Sommé de revenir à la légalité, le chef du gouvernement de Catalogne Carles Puigdemont a au contraire menacé de faire proclamer officiellement l'indépendance de cette région de 7,5 millions d'habitants si son autonomie était suspendue.

Après le référendum, M. Puigdemont a estimé que la Catalogne avait gagné le droit de proclamer son indépendance, sous la forme d’une république, mais qu’il en suspendait l’application, le temps de négocier avec Madrid. Cette politique ambiguë avait été reçue avec circonspection par M. Rajoy et son gouvernement, qui avaient demandé au chef catalan de préciser si oui ou non il avait déclaré l’indépendance et de se préparer à l’application de l’article 155, le cas échéant.

Manifestation au cœur de Barcelone

Des milliers de manifestants sont descendus samedi après-midi dans les rues de Barcelone pour une protestation qui devait, à l'origine, dénoncer le placement en détention de deux dirigeants d'organisations indépendantistes.

La manifestation a pris une signification différente à la suite de l'annonce de ce matin. Le président Puigdemont y a pris part, accompagné de plusieurs membres de son gouvernement, quelques heures avant son allocution.

La police a estimé la foule à environ 450 000 personnes.

La population était appelée à manifester pour la libération de Jordi Cuixart, président de l’organisation Omnium, et de Jordi Sanchez, président de l’Assemblée nationale catalane, deux associations qui militent pour l’indépendance. Les deux hommes ont été arrêtés et placés en détention préventive le 16 octobre dernier pour avoir convoqué des manifestations.
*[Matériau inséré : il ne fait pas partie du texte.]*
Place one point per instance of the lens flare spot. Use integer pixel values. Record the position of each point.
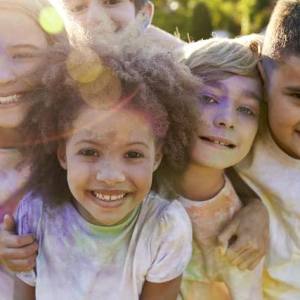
(50, 20)
(84, 65)
(104, 92)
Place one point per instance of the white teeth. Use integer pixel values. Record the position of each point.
(108, 197)
(219, 143)
(9, 99)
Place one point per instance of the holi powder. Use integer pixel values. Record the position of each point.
(50, 20)
(99, 86)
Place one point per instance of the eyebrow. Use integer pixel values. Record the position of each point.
(93, 142)
(293, 89)
(252, 95)
(25, 46)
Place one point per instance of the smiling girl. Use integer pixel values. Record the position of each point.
(91, 190)
(228, 118)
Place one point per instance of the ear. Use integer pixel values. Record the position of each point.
(261, 71)
(158, 156)
(61, 155)
(148, 9)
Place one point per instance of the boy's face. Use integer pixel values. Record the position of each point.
(20, 57)
(100, 15)
(228, 121)
(109, 160)
(283, 96)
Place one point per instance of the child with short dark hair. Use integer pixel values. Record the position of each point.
(111, 119)
(273, 167)
(228, 117)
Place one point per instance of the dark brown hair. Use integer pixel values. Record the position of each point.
(283, 32)
(150, 82)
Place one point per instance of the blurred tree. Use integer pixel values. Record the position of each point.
(199, 18)
(201, 22)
Tous sont conscients que l’application de l’article 155 pourrait renforcer la mobilisation populaire catalane, même si la population est divisée sur la question de l'indépendance. De fait, les slogans de la manifestation de samedi ont largement fait référence à cette mesure du gouvernement central.

« On voit déjà, sur les réseaux sociaux, des indépendantistes qui appellent à défendre physiquement les institutions catalanes », a affirmé le journaliste Henry de Laguérie, en entrevue à ICI RDI.
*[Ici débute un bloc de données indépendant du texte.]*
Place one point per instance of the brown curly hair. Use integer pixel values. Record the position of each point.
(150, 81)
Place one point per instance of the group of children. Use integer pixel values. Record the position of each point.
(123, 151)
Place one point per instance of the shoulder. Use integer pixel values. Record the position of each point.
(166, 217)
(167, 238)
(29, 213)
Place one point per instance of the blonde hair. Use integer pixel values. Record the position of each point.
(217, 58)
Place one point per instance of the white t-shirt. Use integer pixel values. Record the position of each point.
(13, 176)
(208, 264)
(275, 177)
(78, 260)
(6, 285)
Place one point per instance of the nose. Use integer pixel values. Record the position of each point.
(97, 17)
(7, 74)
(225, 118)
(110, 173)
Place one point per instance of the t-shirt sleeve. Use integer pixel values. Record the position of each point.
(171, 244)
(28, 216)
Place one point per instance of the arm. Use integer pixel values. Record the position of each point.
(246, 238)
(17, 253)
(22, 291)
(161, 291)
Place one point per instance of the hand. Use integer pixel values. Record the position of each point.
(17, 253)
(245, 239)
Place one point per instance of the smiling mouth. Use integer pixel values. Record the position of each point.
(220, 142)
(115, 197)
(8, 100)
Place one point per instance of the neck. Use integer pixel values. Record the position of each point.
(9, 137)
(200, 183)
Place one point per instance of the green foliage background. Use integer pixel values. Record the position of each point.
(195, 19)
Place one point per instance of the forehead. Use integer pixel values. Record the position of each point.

« C’est un immense choc. L’Espagne vit sans doute sa plus grande crise depuis la mort de Franco, il y a près de 45 ans. C’est un choc également pour les gens qui ne sont pas indépendantistes et pour de nombreux Espagnols […] qui considèrent que c’est une atteinte à la démocratie, cette décision que vient de prendre Mariano Rajoy », a ajouté M. de Laguérie.